Concluindo, situações como essas propiciam a aprendizagem, ativando áreas do córtex cerebral no transcurso dessa nova experiência de aprendizagem, pois refletem o contexto real, e, sendo novas, se ancoram em compreensões anteriores. São situações contextualizadas, pois permitem ao aluno acionar saberes já existentes, influenciando a consolidação de novas memórias. O professor tem um papel fundamental nessa perspectiva de trabalho , visto que é necessário conhecer o nível de conhecimento de cada aluno, pensar nas duplas produtivas de acordo com a Zona de Desenvolvimento Proximal (VIGOTSKY), tornando o ambiente da sala o mais propício possível ao aprendizado e planejar atividades que instiguem o cérebro dos alunos a recorrer a suas funcionalidades como ferramentas para chegarem ao resultado e à aprendizagem.
Ressalto que atividades como essas foram aplicadas a alunos com deficiência intelectual, adequando-as ao nível de aprendizagem, respeitando os limites de cada um, sendo o resultado igualmente positivo.
O trabalho com a Teoria das Situações em outras áreas de ensino tem promovido grandes avanços pedagógicos, possibilitando ao aluno entrar em contato com o objeto de conhecimento, acionando seus saberes e construindo conexões que o levarão a aprender dentro de seu potencial e de suas capacidades. A neurociência possibilita entendermos como essa Teoria age sobre o individuo de forma eficaz, estimulando a aprendizagem.
Citações e referências bibliográficas:

¹ Guy Brousseau, um dos pioneiros da Didática da Matemática Francesa, é professor aposentado do IUFM (Instituto Universitário de Formação de Professores), em Aquitaine e da Universidade Bordeaux 1, situados na  França. Ele ganhou A „Felix Klein Medal‟ da Educação Matemática em 2003, da Comissão Internacional de Instrução Matemática(ICMI), em reconhecimento a contribuição que tem tido sobre o desenvolvimento da educação matemática como um campo de investigação científica, no campo teórico, implementando esta investigação a estudantes e professores.
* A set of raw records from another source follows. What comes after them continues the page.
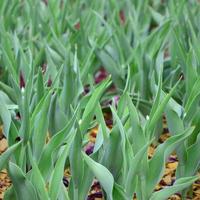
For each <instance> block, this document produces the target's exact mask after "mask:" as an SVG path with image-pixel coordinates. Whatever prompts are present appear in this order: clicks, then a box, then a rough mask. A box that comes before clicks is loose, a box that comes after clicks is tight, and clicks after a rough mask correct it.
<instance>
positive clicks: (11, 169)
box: [8, 162, 37, 200]
mask: <svg viewBox="0 0 200 200" xmlns="http://www.w3.org/2000/svg"><path fill="white" fill-rule="evenodd" d="M8 173H9V176H10V178H11V180H12V183H13V186H14V190H15V192H16V195H17V199H18V200H27V199H29V198H30V197H31V199H32V200H37V193H36V191H35V188H34V187H33V184H32V183H31V182H30V181H29V180H28V178H27V177H26V175H25V174H24V173H23V172H22V170H21V169H20V168H19V167H18V166H17V165H15V164H14V163H12V162H10V163H9V167H8Z"/></svg>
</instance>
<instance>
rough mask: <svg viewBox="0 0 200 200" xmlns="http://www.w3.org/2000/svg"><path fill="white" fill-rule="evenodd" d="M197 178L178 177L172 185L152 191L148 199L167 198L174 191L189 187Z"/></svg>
mask: <svg viewBox="0 0 200 200" xmlns="http://www.w3.org/2000/svg"><path fill="white" fill-rule="evenodd" d="M197 179H199V177H196V176H192V177H184V178H180V179H178V180H177V181H176V182H175V183H174V185H173V186H170V187H166V188H164V189H162V190H160V191H158V192H155V193H153V195H152V196H151V198H150V200H160V199H167V198H168V197H170V196H171V195H173V194H174V193H176V192H180V191H182V190H184V189H185V188H187V187H189V186H190V185H191V184H192V183H193V182H195V181H196V180H197Z"/></svg>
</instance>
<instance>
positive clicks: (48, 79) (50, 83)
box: [47, 77, 52, 87]
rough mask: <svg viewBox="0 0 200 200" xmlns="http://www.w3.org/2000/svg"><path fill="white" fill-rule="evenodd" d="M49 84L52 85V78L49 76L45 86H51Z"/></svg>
mask: <svg viewBox="0 0 200 200" xmlns="http://www.w3.org/2000/svg"><path fill="white" fill-rule="evenodd" d="M51 85H52V80H51V77H49V79H48V81H47V87H51Z"/></svg>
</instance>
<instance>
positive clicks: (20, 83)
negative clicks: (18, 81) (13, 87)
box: [19, 71, 25, 89]
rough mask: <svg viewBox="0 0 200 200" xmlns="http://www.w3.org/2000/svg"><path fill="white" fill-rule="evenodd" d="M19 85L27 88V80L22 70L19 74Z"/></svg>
mask: <svg viewBox="0 0 200 200" xmlns="http://www.w3.org/2000/svg"><path fill="white" fill-rule="evenodd" d="M19 86H20V89H22V88H25V80H24V76H23V74H22V72H21V71H20V75H19Z"/></svg>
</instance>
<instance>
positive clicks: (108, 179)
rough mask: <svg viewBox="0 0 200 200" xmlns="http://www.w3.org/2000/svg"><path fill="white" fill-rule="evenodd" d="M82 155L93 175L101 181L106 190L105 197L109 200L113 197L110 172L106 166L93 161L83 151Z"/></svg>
mask: <svg viewBox="0 0 200 200" xmlns="http://www.w3.org/2000/svg"><path fill="white" fill-rule="evenodd" d="M82 155H83V158H84V160H85V162H86V164H87V165H88V167H89V168H90V169H91V171H92V172H93V174H94V175H95V177H96V178H97V179H98V180H99V182H100V183H101V185H102V187H103V189H104V191H105V192H106V195H107V198H108V199H109V200H112V199H113V197H112V192H113V187H114V178H113V176H112V174H111V173H110V172H109V170H108V169H107V168H105V167H104V166H103V165H101V164H99V163H97V162H95V161H94V160H93V159H91V158H90V157H89V156H87V155H86V154H85V153H82Z"/></svg>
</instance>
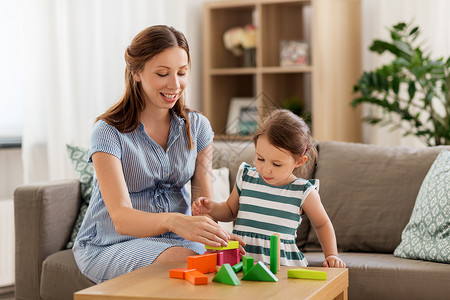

² CASTRO, Elisa. Memória e Aprendizagem – Aquisição e retenção de saberes. Mestrado Educação, 2004
³ “As situações de devolução, ação, formulação e validação caracterizam a situação a-didática, onde o professor permite ao aluno trilhar os caminhos da descoberta, não revelando ao aluno sua intenção didática, tendo somente o papel de mediador.  Estas fases  têm um componente psicológico favorável, pois engaja o aluno na sua própria aprendizagem e o predispõe a ser o coautor de seu processo de aprendizagem, dentro de um projeto pessoal do aluno em relação ao conhecimento. “ (Wagner Marcelo Pommer, SEMA – Seminários de Ensino de Matemática/ FEUSP – 2º Semestre 2008)

Um comentário:

  1. Confesso nunca vi o termo "Teoria das Situações" embora reconheça muito dessa teoria em muitas práticas já vivenciadas ou observadas e analisadas. Texto muito esclarecedor. Preciso ler "Memória e Aprendizagem _ Aquisição e retenção de saberes" na integra, deve ser ótimo. Obrigado.